“How are your miracle children?” That’s the phrase Amy Huston’s mom often uses when inquiring about her children – Eli, age four, and Hallie, age one. “And they really are little miracles,” Amy says.
With a heart condition that prevents her from safely carrying a pregnancy, Amy used gestational carriers (or surrogates) for both of her children. Eli was conceived after three rounds of invitro fertilization and is the biological child of Amy and her husband, Evan, while Hallie was conceived with the help of an egg donor.
“Because of my health condition, we had to take extra precautions during my egg retrievals, like having them done in an operating room instead of a fertility clinic,” Amy explains. “And we never got great results with any of them.”
Amy and Evan started trying for another child when Eli was six months old. They transferred their last remaining frozen embryo with a surrogate, but it didn’t take. “After that, we decided to use an egg donor for our next attempt to have another baby,” Amy says.
Will I love them the same?
For intended parents who already have a biological child or children, it can add another layer of complexity to the process of having a child via egg donation. Questions like “Will I compare him or her to my biological child?” or “Will I love a non-biological child the same?” may come to mind.
“It’s hard when you first learn that an egg donor is your best option, but over time, you come to realize what an incredible option it is,” Amy says. “Any reservations you have about loving a child – you don’t have to worry because you will. Once that child is here, you get to just be a family. You’re that child’s parent, and it’s wonderful.”
Amy adds that she loves Eli and Hallie “equally but differently” because of who they are as individuals. “They are each their own unique person that we are getting to know,” she says.
The importance of nurture
Some of her children’s traits can be attributed to genetics, like Eli’s resemblance to Amy and Evan and Hallie’s personality, which Amy describes by saying, “She’s a firecracker!” (Noting that it’s not a trait Hallie gets from Amy or her husband, Amy says that she would love to ask her donor if she was as fiery as Hallie as a child.)
There are other characteristics that are a reflection of how Amy nurtures her children and the values she and Evan are instilling in them.

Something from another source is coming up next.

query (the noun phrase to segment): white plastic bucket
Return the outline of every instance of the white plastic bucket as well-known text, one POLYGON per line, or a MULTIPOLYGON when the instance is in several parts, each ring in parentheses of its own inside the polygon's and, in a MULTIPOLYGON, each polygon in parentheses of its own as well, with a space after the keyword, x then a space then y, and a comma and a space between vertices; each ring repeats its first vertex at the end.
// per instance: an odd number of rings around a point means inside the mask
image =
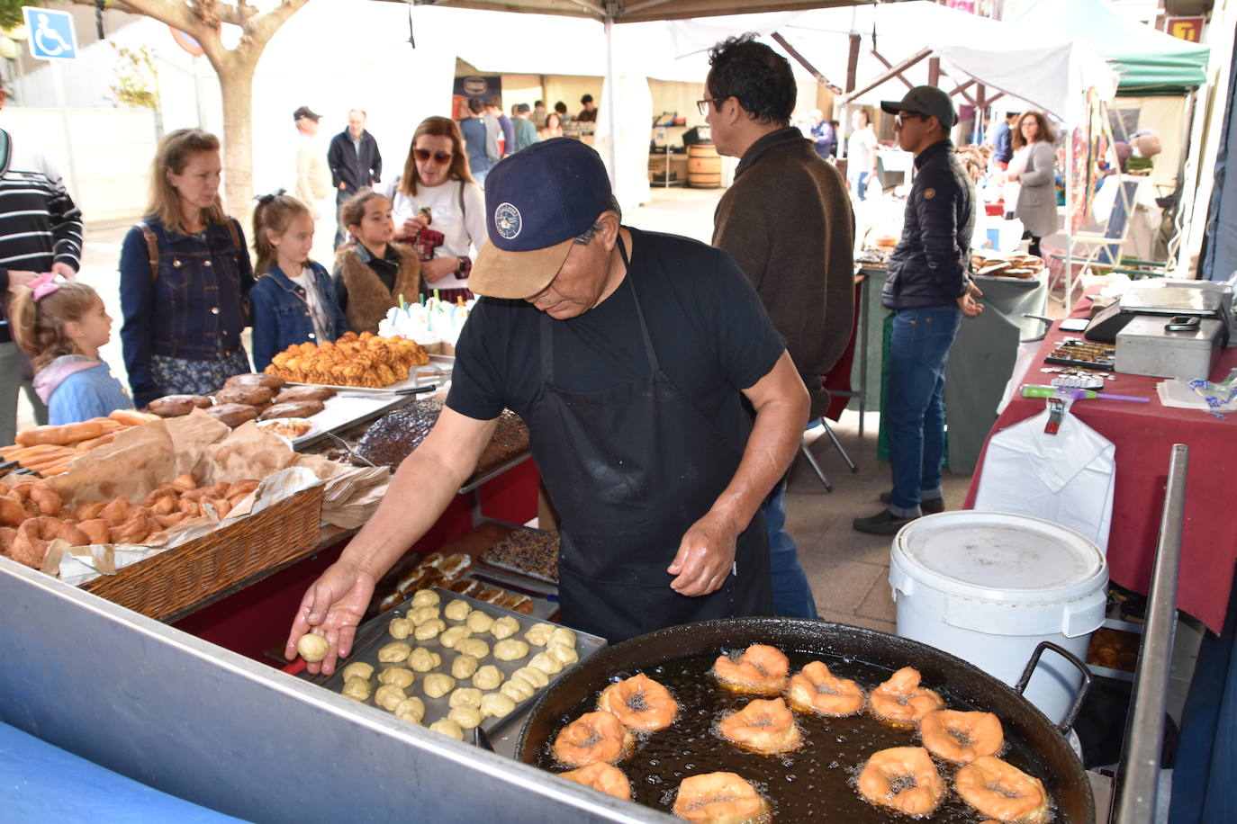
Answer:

For example, as a speech pathologist, Amy has been focused on helping her children develop language skills from an early age – something Hallie has been able to pick up quickly. “She’s very language driven; it’s one of her strengths,” Amy says. “It amazes me what a good communicator she is at just a year old.”
Amy also describes how Hallie has embraced her parent’s love of the beach, which is evident during the family’s trips to the ocean. “She loves it,” Amy says. “It’s neat to see how some of the things we have purposefully put into Hallie’s life are things she enjoys and are shaping her into the person she will become.”
Creating their family
In reflecting on her family, Amy describes a sense of wonder in how it all came together. “It’s amazing that we were able to have both of our children,” she says. “It was with the help of a lot of people, and I’m so grateful that there are people who are willing to help others have a family.”
She adds, “It’s been quite a journey to get to where we are, but when I think about it, it’s really a short amount of time compared to how long our children will be in our lives. Now, we’re just a regular family.”